De esta bella unión nacieron, Álvaro Jr., Alfredo, Agustín y Francisco, todos ellos, son exitosos profesionistas, egresados de prestigiadas universidades de México y del extranjero, además mi tío, vio a su entrañable sobrino, Héctor Hernández Castillo (MVZ-UNAM), del ejido La Muralla -Ocampo-, como su vástago.

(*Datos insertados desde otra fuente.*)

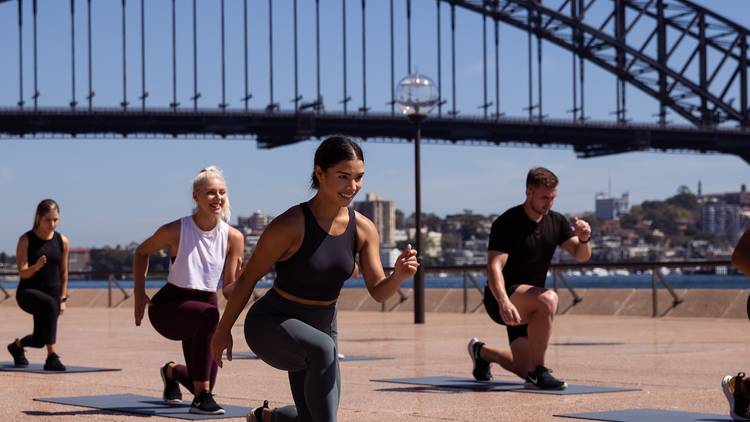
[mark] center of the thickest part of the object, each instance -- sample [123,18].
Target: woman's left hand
[406,264]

Por más de seis lustros, los tíos Álvaro y Alicia, vinieron en cada diciembre a Ocampo, junto con sus hijos y luego solos, en donde visitaban a mi abuelita Anita Abundis Estrada, a mis padres Noé Báez Coronado y María Irma Cedillo Abundis, a mis tías Ana María y Rafaela Cedillo Abundis e Hilda Domínguez Nava.

Asimismo en sus recorridos saludaban a los Noriega de La Lobera, a Ricardo García (sobrino), a Lorenzo, Jesús y Manuel Abundis (primos), a Macrina Abundis (sobrina), y casi, todo el pueblo de Ocampo, era amigo del tío, pues fue muy apreciado por su don de gente, bonhomía y siempre enamorado de su pueblo natal.

En julio (2018), Olimpo Báez y Norma Fernández, fueron con el pariente Álvaro a la CDMX, Noé e Irma, meses atrás, asimismo iba Joel Asdrúbal Rodríguez Gutiérrez, Leticia, Nora, Sandra y Griselda Cedillo, América Báez, Bryan, Liz y Daniel Bahena Báez e igual llegan a su morada, Lorenzo y Pedro Noriega y Edith Noriega (sobrina).

Prácticamente la vivienda de mi tío era la embajada de Ocampo, seguido acudían paisanos, a efectuar algunos trámites a la Ciudad de México, no obstante, él tenía una charla muy amena, obviamente, quería saber los aconteceres de su tierra, mientras tanto, a sus invitados los recibía con comida, bebidas y música norteña.

Don Álvaro, mi tía Alicia y sus descendientes, tuvieron la fortuna de realizar infinidad de viajes por distintas regiones del mundo, como Argentina, Los Ángeles, San Francisco, Roma, Nueva York, Egipto, Jerusalén, Francia y Las Vegas, por lo que son una familia colmada de bendiciones, unida y llena de valores.